Adventure Adviser: I hope you get a free trip for arranging such an unwieldy adventure! As you only have eight days and are interested in a variety of activities, I’d skip a trip to Northern Africa. It’s a bit far and the only kinds of trips I’m familiar with in Morocco are either a week’s worth of trekking or a week of mountain biking. That
said, there are some great options in Central and South America.

Moab-based Slickrock Adventures’s Belize Adventure Week sounds right up your alley. The nine-day (which could probably be negotiated to an eight-day) trip starts with biking through Belize’s rainforest to the top of Vaca Plateau, a 600-foot climb in a half-mile.

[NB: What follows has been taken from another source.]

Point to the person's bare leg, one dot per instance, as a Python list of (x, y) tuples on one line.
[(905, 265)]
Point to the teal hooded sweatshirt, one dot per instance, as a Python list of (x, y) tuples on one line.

From there you’ll take the Class IV rapids of the Macal River Gorge and drift through underground caves in the Caves Branch River — all of this with authentic Mayan cooking.

The last five days of the trip consist of hanging out (literally — in a hammock) on the lush island of Lang Caye. You can sea kayak, dive, snorkel, or boardsail if you desire, but if you want to laze on the beach for five days, that is entirely your prerogative.

The only downfall with this excursion is the nightlife is pretty close to non-existent. The trip costs $1,795 per person. Call 800-390-5715 for more details.

If you’re looking for something less structured, you may want to consider a trip to Ecuador. Though I’m not aware of a company that offers a multi-sport adventure to Ecuador, you could base your trip out of Quito and make arrangements through various companies.

Though Quito nightlife is nothing compared to, say, Bogota nightlife, you will at least have a half-dozen bar-hopping options that will help to create a little nightlife of your own.

From Quito, you can arrange to scramble up nearby Pichincha, or bite off a larger chunk climbing the round-topped, 20,561-foot volcano Chimborazo (experience is necessary).

These and many other climbs can be arranged through Andisimo Outdoor Shop in Quito (011-593-2-223-030). From Quito you can also arrange to run the Río Blanco and the Río Toachi, Class III-IV rivers that pass rainforest and deep canyons.

Thrill-seekers in the group will want to raft the Río Upano, largely considered one of the wildest rivers in the world (this has to be done with experienced outfitters). For more Ecuador rafting information call Idaho-based ROW (800-451-6034).

Last but not least there are some amazing bike trails for the gearheads in the group. The small problem is good mountain bikes are few and far between, which means you may have to bring your own.

For biking information call Andisimo. One general warning about an adventure in Ecuador: There’s very little beach nearby and there’s also very little American-style luxury. If your group consists of people whose idea of adventure travel is pool-side spa treatments, you may want to skip Ecuador.